A palavra grega hermeneuein significa expressar, explicar, traduzir ou interpretar; hermeneia é interpretação e assim sucessivamente, muitas vezes interpretação de uma mensagem sagrada. Platão chamou os poetas de hermenes — intérpretes — dos deuses. Filósofos interpretaram Homero de forma alegórica. Agostinho interpretou o Velho Testamento como alegoria, usando conceitos neoplatônicos e atribuindo a ascensão da alma ao seu sentido espiritual acima dos sentidos morais e literais do texto. A interpretação alegórica se manteve como padrão durante toda a Idade Média. Com a Reforma, especialmente na Alemanha, a hermeneia se tornou mais explícita e sistemática. A palavra hermeneutica, a “arte da interpretação”, apareceu em 1654 no título de uma obra de J.C. Dannhauer, Hermeneutica sacra sive methodus exponendarum sacrarum litterarum. Protestantes tiveram de interpretar devidamente a Bíblia: recorreram a ela contra o Catolicismo Romano. Rejeitaram a interpretação alegórica e insistiram no sentido exato do texto, esperando resgatar seu significado de distorções introduzidas pela Igreja e pela escolástica. A exegese bíblica não continuou isolada da interpretação de outros textos. Espinosa, no Tractatus theologico-politicus (1670 cap. VII: §94), afirmou que “o padrão da exegese bíblica pode apenas ser a luz da razão comum a tudo”. Para Espinosa, a exegese bíblica se tornou um criticismo bíblico, o que envolveu a história. Posto que os relatos de milagres estão aquém dos padrões racionais das crenças, devemos explicar por que os autores da Bíblia e seus contemporâneos acreditavam em milagres.

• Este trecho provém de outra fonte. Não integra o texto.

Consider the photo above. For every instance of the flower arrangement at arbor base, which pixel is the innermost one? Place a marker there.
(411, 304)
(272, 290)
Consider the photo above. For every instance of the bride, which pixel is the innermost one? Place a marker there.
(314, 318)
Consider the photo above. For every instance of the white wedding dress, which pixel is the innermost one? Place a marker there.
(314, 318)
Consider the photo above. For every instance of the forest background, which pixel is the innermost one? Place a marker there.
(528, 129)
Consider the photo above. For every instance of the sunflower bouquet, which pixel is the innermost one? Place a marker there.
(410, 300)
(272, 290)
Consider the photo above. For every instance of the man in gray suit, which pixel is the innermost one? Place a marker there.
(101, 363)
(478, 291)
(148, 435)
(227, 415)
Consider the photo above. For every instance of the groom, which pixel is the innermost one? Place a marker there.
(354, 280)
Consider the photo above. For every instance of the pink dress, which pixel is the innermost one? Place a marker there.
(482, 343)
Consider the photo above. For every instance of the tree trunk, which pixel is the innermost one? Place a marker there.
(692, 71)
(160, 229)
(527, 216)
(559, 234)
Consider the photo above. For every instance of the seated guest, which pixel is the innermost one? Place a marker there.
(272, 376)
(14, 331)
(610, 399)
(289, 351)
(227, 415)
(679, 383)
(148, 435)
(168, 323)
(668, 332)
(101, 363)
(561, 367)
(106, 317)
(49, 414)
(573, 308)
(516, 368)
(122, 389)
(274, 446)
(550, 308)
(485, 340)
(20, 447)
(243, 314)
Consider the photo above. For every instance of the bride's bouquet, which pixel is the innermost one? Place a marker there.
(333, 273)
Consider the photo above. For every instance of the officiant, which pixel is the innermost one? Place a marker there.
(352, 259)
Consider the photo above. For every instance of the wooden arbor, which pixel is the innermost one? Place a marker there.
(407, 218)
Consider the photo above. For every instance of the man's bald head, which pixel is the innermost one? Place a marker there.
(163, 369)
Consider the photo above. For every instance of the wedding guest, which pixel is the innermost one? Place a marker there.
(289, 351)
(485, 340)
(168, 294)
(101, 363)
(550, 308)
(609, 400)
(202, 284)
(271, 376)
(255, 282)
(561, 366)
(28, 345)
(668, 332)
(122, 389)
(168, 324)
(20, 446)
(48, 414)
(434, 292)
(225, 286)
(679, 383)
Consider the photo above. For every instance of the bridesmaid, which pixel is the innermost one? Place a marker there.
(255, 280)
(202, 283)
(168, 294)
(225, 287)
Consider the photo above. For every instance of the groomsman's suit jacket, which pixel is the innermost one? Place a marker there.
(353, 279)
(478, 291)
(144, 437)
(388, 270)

Johann Ernesti afirmou em seu manual de hermenêutica (1761: 7) que o “sentido verbal da Escritura deve ser determinado do mesmo modo que apuramos o sentido verbal de outros livros”. Outros textos que precisavam ser interpretados eram os documentos legais e as obras da antiguidade clássica, e estas disciplinas também contribuíram para a hermenêutica. Avanços significativos foram feitos por dois classicistas: Friedrich Ast e Friedrich August Wolf. Ast, em Grundlinien der Grammatik, Hermeneutik und Kritik (Elementos de Gramática, Hermenêutica e Criticismo) (1808), discriminou diferentes níveis da compreensão de um texto. O primeiro é “histórico”, que estabelece o texto autêntico comparando diferentes manuscritos e utilizando o conhecimento da história além de outros escritos do período; a esta compreensão corresponde à “hermenêutica da letra”. O segundo é gramatical, e corresponde à “hermenêutica do sentido”: compreendemos o significado das palavras e frases no texto. O terceiro é espiritual: a partir do sentido literal ascendemos ao espírito (Geist) do autor e de sua sociedade (“espírito” significa “perspectiva”, “mentalidade” ou “visão de mundo”; não precisa ter conotação psicológica ou teológica). Em suas palestras publicadas na “enciclopédia de estudos clássicos” de 1785 a 1807, Wolf definiu a hermenêutica como a “ciência das regras pelas quais é discernido o significado dos signos” (1831: 290). Seu objetivo é “apreender os pensamentos escritos ou simplesmente falados de outrem do mesmo modo como teríamos os nossos apreendidos” (1831: 293). Isto envolve não somente o conhecimento da linguagem do texto, mas também conhecimento histórico, da vida do autor, da história e da geografia de seu país. Um intérprete deveria conhecer idealmente tudo o que o autor conhecia. Wolf propôs várias regras para lidar com problemas de interpretação, mas insistiu que um intérprete precisa uma “leveza da alma” que “rapidamente o harmoniza com pensamentos estranhos” (1831: 273). Conhecer regras não é suficiente: precisamos de uma habilidade na aplicação de regras que nenhuma regra pode garantir.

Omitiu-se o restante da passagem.